So Annika is walking, really walking, in that she spent the vast majority of the weekend upright and seemed to use crawling as only a default mode of transportation. She took her first steps a little over a month ago, but what was most interesting to me about the process was the way the learning took such a giant leap, seemingly overnight, this Saturday, with no apparent provocation. Since those first few faltering steps, in July, almost to the day at the same point in life Lily took hers, there were days on end when she took no steps, and seemed disinterested when encouraged to do so. There were other days when she seemed to want to practice, stepped out into the abyss from the edge of the couch, chortling proudly until the inevitable thump on the floor, bottom first. And then, Saturday morning, she took a step away from the little table in the middle of the room and just kept walking. She walked to one couch, then turned and walked out into the center of the room. Suddenly she was able to crouch down and pick up an object, return to a standing position, and walk off again. She even managed a little step, dividing one room from the next.
This has happened with Lily's reading, too. For what seemed like forever, she would sound out words laboriously, even if she had sounded out the same word a sentence ago, or on the same line. I pointed this out a couple of times when she asked me how to read something: Look, I said, it's the same as this word you just sounded out. Somehow, it wasn't clicking. And I noticed recently that she doesn't do this anymore, that many of those sight words she'd been sounding out for so long are second nature to her now, but also that once she has sounded out a new word, she recognizes it when she sees it again.
How does this happen? Is it simply the passing of time? I don't think so. I think we learn so well when we are young.
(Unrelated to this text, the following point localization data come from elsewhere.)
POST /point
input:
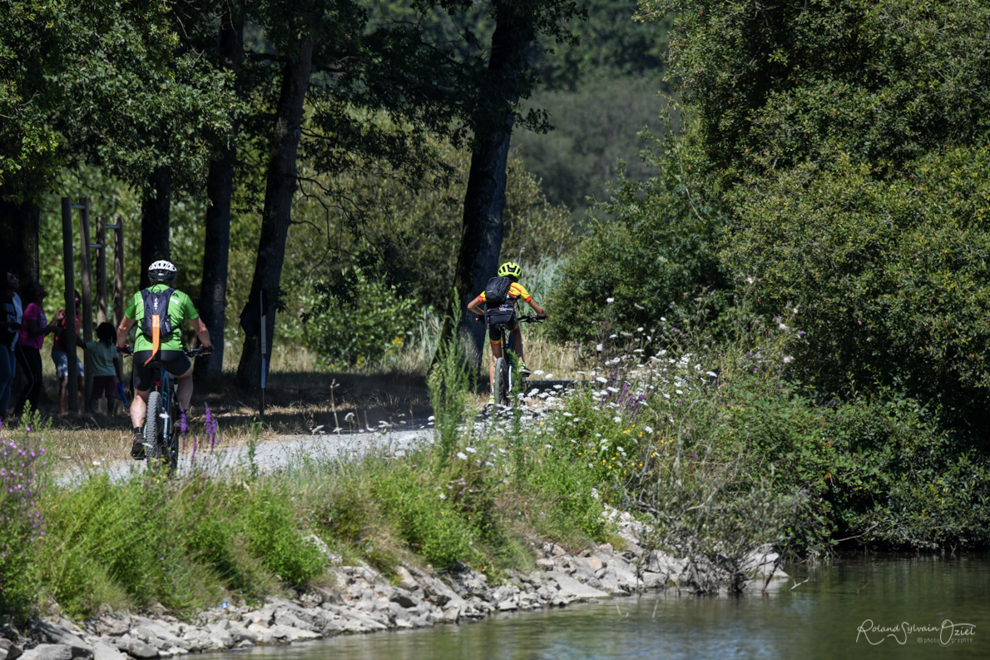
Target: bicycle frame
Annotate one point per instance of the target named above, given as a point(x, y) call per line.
point(505, 366)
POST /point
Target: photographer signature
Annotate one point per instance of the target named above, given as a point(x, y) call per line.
point(948, 632)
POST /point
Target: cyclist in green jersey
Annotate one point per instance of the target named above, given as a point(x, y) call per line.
point(167, 348)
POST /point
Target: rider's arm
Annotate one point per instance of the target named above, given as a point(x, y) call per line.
point(475, 306)
point(125, 326)
point(202, 332)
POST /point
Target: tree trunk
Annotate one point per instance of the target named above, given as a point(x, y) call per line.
point(484, 201)
point(19, 223)
point(154, 220)
point(219, 191)
point(279, 190)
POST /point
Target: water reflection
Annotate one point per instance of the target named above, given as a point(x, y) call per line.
point(818, 619)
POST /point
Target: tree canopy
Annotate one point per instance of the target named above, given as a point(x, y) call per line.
point(102, 82)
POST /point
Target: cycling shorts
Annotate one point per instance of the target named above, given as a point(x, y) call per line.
point(175, 362)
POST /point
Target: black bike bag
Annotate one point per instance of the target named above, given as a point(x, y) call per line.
point(156, 311)
point(497, 292)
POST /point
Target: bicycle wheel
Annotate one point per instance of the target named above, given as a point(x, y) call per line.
point(502, 381)
point(153, 429)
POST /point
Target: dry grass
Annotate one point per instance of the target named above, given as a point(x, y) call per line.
point(299, 397)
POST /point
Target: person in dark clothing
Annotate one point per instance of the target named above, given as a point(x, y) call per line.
point(29, 346)
point(10, 330)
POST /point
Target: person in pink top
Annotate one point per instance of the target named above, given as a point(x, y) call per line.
point(30, 343)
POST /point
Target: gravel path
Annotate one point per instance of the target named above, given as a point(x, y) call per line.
point(271, 455)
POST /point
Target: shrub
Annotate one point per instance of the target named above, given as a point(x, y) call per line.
point(888, 275)
point(272, 528)
point(358, 318)
point(658, 240)
point(21, 525)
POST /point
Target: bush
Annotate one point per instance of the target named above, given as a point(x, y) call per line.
point(659, 240)
point(272, 528)
point(358, 318)
point(21, 525)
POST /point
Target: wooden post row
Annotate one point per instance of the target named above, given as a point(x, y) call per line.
point(87, 299)
point(101, 271)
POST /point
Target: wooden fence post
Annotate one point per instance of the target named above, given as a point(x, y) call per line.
point(87, 299)
point(101, 271)
point(69, 334)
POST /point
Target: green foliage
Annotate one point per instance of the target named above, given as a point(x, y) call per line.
point(658, 243)
point(21, 525)
point(273, 533)
point(358, 318)
point(371, 218)
point(121, 534)
point(596, 130)
point(778, 85)
point(66, 69)
point(423, 520)
point(609, 43)
point(449, 384)
point(887, 275)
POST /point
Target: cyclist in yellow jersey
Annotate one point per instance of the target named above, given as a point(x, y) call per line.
point(516, 292)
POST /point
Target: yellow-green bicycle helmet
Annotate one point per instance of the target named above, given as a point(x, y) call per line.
point(509, 269)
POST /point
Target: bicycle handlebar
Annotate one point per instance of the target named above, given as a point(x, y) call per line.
point(199, 351)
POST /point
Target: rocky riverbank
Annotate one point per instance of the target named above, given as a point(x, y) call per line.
point(362, 600)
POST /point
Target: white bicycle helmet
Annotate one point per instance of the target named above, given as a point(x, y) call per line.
point(162, 271)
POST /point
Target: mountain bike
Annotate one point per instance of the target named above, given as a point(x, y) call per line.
point(506, 374)
point(161, 438)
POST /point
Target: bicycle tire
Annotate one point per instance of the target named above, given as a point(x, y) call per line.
point(502, 384)
point(153, 429)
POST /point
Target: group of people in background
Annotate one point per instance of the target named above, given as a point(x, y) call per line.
point(22, 338)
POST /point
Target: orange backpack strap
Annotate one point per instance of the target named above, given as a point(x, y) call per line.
point(156, 327)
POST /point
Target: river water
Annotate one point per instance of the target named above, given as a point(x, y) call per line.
point(829, 616)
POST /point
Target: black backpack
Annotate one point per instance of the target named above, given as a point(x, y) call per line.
point(497, 291)
point(156, 304)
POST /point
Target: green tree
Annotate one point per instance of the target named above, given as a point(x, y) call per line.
point(68, 75)
point(509, 76)
point(596, 128)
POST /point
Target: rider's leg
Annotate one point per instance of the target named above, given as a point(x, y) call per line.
point(63, 395)
point(183, 389)
point(139, 408)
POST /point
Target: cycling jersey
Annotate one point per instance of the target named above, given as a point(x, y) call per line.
point(504, 313)
point(180, 308)
point(516, 291)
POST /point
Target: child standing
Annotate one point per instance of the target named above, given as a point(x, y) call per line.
point(107, 369)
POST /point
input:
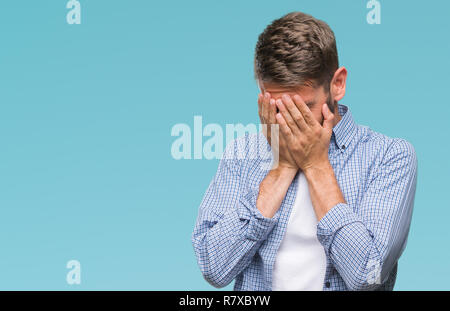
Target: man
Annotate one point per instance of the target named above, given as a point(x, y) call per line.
point(334, 212)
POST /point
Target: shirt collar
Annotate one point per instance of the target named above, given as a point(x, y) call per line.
point(345, 129)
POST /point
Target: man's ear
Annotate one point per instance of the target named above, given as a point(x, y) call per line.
point(337, 85)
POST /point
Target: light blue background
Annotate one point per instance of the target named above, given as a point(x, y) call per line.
point(86, 111)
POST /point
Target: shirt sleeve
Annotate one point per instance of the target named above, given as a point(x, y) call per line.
point(364, 246)
point(229, 227)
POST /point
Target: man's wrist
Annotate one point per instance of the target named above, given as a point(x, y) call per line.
point(317, 169)
point(273, 188)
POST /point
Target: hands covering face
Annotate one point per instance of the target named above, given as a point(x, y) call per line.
point(303, 142)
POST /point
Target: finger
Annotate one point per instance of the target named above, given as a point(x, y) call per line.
point(265, 105)
point(284, 128)
point(328, 117)
point(273, 111)
point(306, 112)
point(295, 112)
point(260, 97)
point(287, 117)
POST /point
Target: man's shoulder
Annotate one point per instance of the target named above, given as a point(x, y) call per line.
point(383, 146)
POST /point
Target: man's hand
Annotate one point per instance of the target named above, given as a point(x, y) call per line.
point(308, 143)
point(267, 111)
point(307, 140)
point(273, 188)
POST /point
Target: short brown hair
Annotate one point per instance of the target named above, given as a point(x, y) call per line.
point(295, 50)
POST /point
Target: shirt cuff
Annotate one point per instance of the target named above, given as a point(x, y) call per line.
point(258, 226)
point(339, 216)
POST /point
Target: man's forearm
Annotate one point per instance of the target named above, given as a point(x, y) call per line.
point(273, 189)
point(323, 189)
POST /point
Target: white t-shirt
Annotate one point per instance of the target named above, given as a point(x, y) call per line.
point(300, 263)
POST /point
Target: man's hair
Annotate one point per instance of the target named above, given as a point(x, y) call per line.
point(296, 49)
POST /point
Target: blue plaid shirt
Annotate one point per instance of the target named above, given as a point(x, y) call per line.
point(362, 238)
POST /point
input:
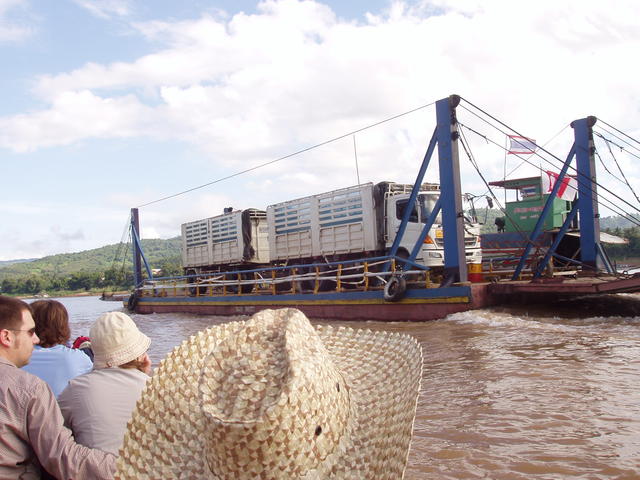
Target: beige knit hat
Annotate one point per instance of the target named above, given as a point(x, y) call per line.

I think our brains are working so hard, so industriously, so profoundly, all of the time, that we aren't even aware of it, in ourselves or in those we love and watch and observe and care for: our children. And then, when a baby is suddenly a toddler, walking across a room to fetch a favorite toy, we think: How did that happen? How can she be standing? How can she know that toy? Or want it? How can she get across a room on foot when just yesterday she was a tiny mewling creature immobile on the middle of my bed? How can I not have noticed that this was all happening until now?
As an adult, I am constantly aware of how sluggish my brain is sometimes, how lazy. I have worn tracks in my patterns of thinking so deep I wonder if it would even be possible to pull myself out of them, to try to get back a little of that whirring, electrical magic whereby things seem to happen overnight, although of course, the work of a lifetime has been happening behind the scenes. Maybe this will be one of the unsung pleasures of parenthood for me: witnessing the capacity for change and being inspired by it in practical, challenging ways. I hope so.